Illustration for article titled Did Orthon The Nordic Alien Leave A Science Fiction Novel Behind For Us?

There's only one thing you're not supposed to do if you're a UFO guru: write a science fiction novel about UFOs. Especially if it comes out before you supposedly met aliens (and the Pope.)


George Adamski famously photographed a set of UFOs flying in formation, in 1950. And he got an up-close-and-personal UFO shot a couple years later. Eventually, he met a Nordic looking alien named Orthon, who took him into outer space, talked to him about the dangers of nuclear war, and left cryptic symbols in his footprints. (Possibly including Swastikas?) Adamski also met Saturnians, and eventually attended a conference on Saturn. He became one of the greatest evangelists of UFOlogy, and claimed to have met the Pope, who gave him a special UFO-related medal.

And in the 1980s, he had a new career, recording trippy electronic pop with the help of Seal.


But now a 1949 novel, which Adamski wrote with the help of Lucy McGinnis, casts doubt on all his claims.

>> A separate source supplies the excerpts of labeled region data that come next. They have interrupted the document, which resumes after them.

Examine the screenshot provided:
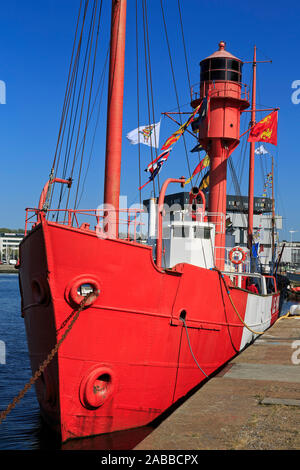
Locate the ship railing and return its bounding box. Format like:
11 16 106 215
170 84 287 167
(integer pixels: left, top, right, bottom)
222 271 277 295
190 80 250 101
25 207 145 241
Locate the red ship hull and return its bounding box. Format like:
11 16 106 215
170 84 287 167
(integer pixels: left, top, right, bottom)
19 220 279 441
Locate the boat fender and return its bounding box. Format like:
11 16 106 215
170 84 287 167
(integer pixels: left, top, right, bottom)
79 366 115 409
65 275 100 306
229 246 247 264
31 277 49 304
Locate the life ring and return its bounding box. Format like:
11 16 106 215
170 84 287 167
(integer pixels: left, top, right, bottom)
65 275 100 306
229 246 247 264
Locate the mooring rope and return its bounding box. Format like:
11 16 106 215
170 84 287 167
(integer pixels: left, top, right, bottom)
0 292 98 424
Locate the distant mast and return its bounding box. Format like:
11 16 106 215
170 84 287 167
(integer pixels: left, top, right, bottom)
104 0 127 238
191 41 249 270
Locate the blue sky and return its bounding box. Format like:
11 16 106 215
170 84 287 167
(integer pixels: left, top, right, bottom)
0 0 300 240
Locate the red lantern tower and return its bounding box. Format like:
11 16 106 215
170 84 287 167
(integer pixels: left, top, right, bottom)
191 41 249 270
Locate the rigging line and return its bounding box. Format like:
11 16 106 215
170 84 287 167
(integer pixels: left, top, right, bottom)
58 33 109 209
142 0 155 197
50 0 91 216
52 0 85 173
74 0 102 209
70 36 109 205
144 0 164 193
53 56 79 217
178 0 192 90
160 0 193 183
65 0 97 217
135 0 142 205
49 0 88 208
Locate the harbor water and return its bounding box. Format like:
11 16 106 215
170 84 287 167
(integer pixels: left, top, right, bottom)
0 274 295 450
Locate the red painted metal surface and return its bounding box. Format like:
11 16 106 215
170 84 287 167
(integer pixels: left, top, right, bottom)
20 219 278 441
192 41 249 270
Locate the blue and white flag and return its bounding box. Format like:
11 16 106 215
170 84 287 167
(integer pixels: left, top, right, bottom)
126 121 160 148
139 148 172 190
254 144 269 155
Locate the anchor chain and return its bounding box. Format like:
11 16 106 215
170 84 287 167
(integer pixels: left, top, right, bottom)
0 291 99 424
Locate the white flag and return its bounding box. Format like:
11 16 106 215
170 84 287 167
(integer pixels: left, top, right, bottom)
254 145 268 155
126 121 160 148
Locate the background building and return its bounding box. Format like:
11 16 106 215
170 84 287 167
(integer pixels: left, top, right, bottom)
0 232 24 264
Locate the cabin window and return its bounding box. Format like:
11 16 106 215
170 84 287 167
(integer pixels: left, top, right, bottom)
194 226 210 240
173 225 189 238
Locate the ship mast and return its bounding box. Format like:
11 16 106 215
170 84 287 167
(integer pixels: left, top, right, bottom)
271 155 275 264
104 0 127 238
248 46 256 259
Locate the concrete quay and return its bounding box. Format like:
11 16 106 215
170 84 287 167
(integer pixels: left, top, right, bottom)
134 316 300 450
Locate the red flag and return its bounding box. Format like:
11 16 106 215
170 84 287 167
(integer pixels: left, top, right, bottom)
248 111 278 145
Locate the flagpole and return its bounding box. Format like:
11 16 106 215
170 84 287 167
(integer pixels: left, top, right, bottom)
247 46 256 264
271 155 275 271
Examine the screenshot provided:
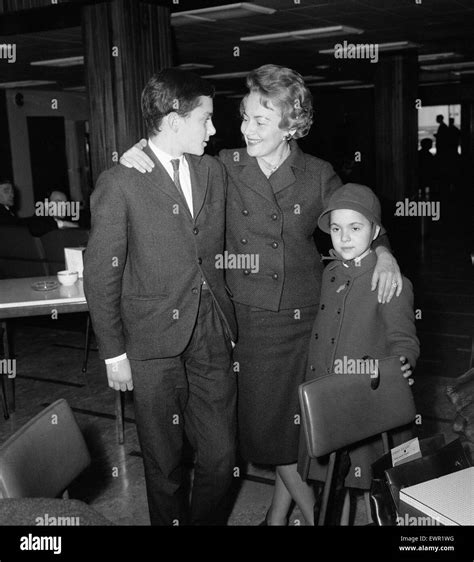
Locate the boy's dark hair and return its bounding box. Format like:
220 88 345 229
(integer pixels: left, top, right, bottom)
142 68 214 135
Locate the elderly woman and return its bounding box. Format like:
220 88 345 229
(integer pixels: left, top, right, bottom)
121 64 402 525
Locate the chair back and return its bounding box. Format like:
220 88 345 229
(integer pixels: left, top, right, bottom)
40 228 89 275
0 225 48 279
0 398 91 498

The novel used to be nearly impossible to track down, but UFO researcher Timothy Green Beckley brought it back as a print-on-demand title, which you can buy on Amazon.

And sadly, it turns out Adamski's 1949 fictional account is oddly similar to Inside The Spaceships, his retellings of his supposedly true 1950s encounters with Orthon and the gang, according to Skeptic Report:

To your surprise you will discover that these two books give exactly the same descriptions of space (with the fireflies), the Moon (with snow on mountains, forests, lakes, artificial hangers and even small running animals), the scout ship (with the great lens in the middle of the cabin and the graphs on the walls), the mother ship (with its two "skins"), and even little details such as the portrait of the Great One in the mother ship, the famous Saturnian badge with the balance, etc... You will also be pleased also to see that the Masters' pompous statements are exactly the same, something that demonstrates that Adamski had a poor imagination and was unable to create new or original philosophical concepts.

So how could Adamski have written exactly the same account of his alien encounters years before they happened? There's really only one explanation: Orthon visited him earlier than we realized, and he tried to pass off these events as fiction at first. Just remember: Orthon the Nordic alien is looking over your shoulder as you read this.